The retired major, Potter, wore a large flowery Hawaiian shirt, green shorts with an impressive collection of pockets, huge boots, and a Dodgers baseball cap. Siri could think of no better word to describe his complexion than “ripe.” He was flushed and bloated like a man dropped into boiling water and left there to simmer, the result of blood vessels expanding. His nose was a crimson golf ball. He was, Siri decided, a man lost to alcoholism. This voracious appetite extended to food. Peach, seated beside him, looked on in amazement as he forked a mountain of potatoes into himself.
“Honey,” he said.
Peach looked around for the bar girl he might have been soliciting. She saw nobody.
“Are you talking to me, Major?”
“You’re the interpreter, right?”
“I am.”
“Then shouldn’t you be telling us what these two guys are saying?”
“Well”-she looked over her shoulder-“one of these guys is Judge Haeng and he’s giving a long talk about the tolerant nature of the Pathet Lao to former imperialist oppressors. And the other guy is translating it into English.”

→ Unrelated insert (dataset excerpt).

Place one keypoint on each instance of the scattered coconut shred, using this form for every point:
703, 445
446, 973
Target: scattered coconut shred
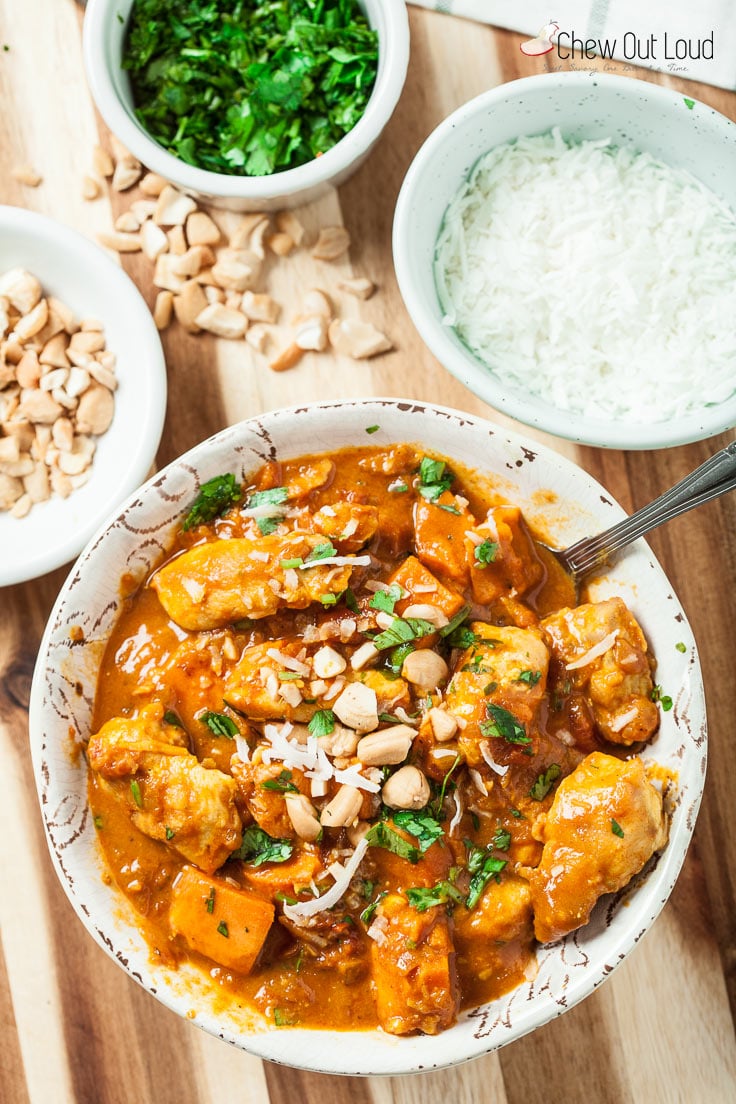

“What?” The major put down his fork for the first time and cocked an ear in the direction of cousin Vinai. “That’s English?”
“Apparently.”
“I can’t understand a goddamned word. Can’t they get the interpreter to do it?”
“Comrade Vinai is the head interpreter, Major.”
“What about the big woman?”
“What big woman would that be, sir?”
“The one they put on our chopper yesterday. She spoke pretty good.”
“On our helicopter?”
“Yeah, you didn’t see her? She was the only Laotian on board.”
“I was stuck at the back behind a wall of cans, but, no, can’t say I noticed her.”
“Well, she was damned good.”
Once the Judge Haeng/Cousin Vinai double act was over and the plates emptied, everyone sat with their coffee waiting for the main event. Peach tapped the major’s arm.
“You’re up, Major,” she said.
Potter wiped his mouth with a paper napkin and inflated to a standing position. He said something loud and full of expression and then paused. There was an embarrassing silence. All eyes were on Cousin Vinai who was burrowing down into a bowl of rice soup. He waved his spoon at Peach.